The Commerce Department also dropped a controversial “equal taxation” proposal that was meant to level the playing field between units at these development centres and outside units.
“We are a land-scarce country. Our land costs are very high, and so are the time and cost of setting up a new plant. So, we said those who are doing capacity building should also benefit. This will improve efficiency and increase production per acre,” said the official.
He confirmed that the “equalisation tax” proposal was removed from the final DESH bill.
Currently, while a 15% corporate tax rate applies to newly established manufacturing companies, the preferential tax rate applies only to units that start operations before March 2024. Other businesses must pay a 22% tax rate.
In 2019, Finance Minister Nirmala Sitharaman reduced the corporate tax rate for all companies from 30% to 22% and lowered the corporate tax rate to 15% for new manufacturing units that start production before March 31, 2023.
That deadline was extended by a year to compensate for the pandemic’s lost years. Furthermore, the Act regulates the ground marking of IT/ITeS SEZs to facilitate exit.
In addition, representatives of central government departments will be on-site to assist with customs clearance.

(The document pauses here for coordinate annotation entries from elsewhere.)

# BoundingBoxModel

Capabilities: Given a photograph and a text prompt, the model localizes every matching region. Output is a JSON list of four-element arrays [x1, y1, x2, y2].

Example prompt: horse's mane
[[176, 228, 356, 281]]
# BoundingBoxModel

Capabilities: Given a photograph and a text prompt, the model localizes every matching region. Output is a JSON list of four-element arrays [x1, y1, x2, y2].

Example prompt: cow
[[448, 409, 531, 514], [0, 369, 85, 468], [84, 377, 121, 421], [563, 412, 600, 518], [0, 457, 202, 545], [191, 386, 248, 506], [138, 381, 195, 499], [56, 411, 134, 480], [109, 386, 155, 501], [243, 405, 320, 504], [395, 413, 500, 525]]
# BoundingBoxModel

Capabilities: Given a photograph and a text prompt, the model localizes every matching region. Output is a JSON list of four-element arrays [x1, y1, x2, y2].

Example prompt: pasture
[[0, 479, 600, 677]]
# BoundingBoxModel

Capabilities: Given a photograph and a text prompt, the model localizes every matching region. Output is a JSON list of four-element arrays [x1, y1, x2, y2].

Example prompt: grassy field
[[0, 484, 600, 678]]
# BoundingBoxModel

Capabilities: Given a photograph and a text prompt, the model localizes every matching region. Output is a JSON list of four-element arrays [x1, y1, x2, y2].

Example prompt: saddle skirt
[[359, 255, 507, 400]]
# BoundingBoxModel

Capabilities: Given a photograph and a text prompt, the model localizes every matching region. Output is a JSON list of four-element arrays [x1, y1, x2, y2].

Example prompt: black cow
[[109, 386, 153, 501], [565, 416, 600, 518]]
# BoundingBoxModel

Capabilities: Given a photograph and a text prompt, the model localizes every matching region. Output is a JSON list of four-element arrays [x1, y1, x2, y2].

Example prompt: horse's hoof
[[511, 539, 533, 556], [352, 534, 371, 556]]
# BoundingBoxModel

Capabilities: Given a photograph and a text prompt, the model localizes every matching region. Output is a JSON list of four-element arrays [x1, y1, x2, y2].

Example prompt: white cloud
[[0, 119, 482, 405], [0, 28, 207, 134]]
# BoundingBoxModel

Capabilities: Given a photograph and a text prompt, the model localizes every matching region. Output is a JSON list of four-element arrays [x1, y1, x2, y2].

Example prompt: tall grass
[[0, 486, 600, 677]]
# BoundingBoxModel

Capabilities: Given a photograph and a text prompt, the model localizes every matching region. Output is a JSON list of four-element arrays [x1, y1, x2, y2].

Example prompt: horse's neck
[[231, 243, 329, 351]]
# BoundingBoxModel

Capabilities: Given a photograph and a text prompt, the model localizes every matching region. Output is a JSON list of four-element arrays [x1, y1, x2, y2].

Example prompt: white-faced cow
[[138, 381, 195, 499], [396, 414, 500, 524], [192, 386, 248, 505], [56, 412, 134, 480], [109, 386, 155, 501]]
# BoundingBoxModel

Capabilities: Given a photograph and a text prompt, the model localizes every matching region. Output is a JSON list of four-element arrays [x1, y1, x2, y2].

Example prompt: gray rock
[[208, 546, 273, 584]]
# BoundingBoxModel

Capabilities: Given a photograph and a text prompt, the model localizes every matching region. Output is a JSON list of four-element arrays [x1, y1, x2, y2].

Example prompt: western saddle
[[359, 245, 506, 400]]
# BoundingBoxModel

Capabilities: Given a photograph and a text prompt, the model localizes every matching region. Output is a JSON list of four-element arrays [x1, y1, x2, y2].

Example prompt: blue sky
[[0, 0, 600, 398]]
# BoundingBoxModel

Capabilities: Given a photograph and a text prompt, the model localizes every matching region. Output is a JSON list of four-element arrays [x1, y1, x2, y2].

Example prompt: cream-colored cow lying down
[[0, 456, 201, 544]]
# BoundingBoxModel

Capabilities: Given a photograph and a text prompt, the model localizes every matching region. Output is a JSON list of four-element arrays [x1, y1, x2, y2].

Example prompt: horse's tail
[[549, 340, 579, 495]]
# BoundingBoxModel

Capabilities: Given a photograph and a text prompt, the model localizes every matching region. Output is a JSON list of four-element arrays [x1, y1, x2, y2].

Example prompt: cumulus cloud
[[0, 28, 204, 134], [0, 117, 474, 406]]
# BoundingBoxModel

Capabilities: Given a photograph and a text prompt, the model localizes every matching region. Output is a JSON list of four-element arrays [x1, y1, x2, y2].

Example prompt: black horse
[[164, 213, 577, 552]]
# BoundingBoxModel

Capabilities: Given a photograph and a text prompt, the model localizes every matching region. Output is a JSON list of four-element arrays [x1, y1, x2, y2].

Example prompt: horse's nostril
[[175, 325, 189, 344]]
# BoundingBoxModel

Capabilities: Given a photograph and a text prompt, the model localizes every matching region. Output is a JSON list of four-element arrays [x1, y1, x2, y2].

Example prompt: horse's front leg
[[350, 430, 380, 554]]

It also offers auto-renewing licenses for developers and organisations based on conditions. Developers in these areas will receive infrastructure status, allowing them to access easier credit at competitive prices.
Pratik Jain, Partner at Price Waterhouse & Co LLP, said: “There is some confusion about the applicability of the equalisation levy on domestic clearance of proposed hubs. If a decision is made to remove this levy, it will further incentivise businesses to consider moving to hubs.”
The industry is now waiting for draft rules, which are expected to spell out some nuances, including transition mechanisms, conditions, regulations for the industry to move to hubs, guidelines for working from home, subcontracting to domestic areas, and calculation of withdrawals, duties or levies, etc. he added.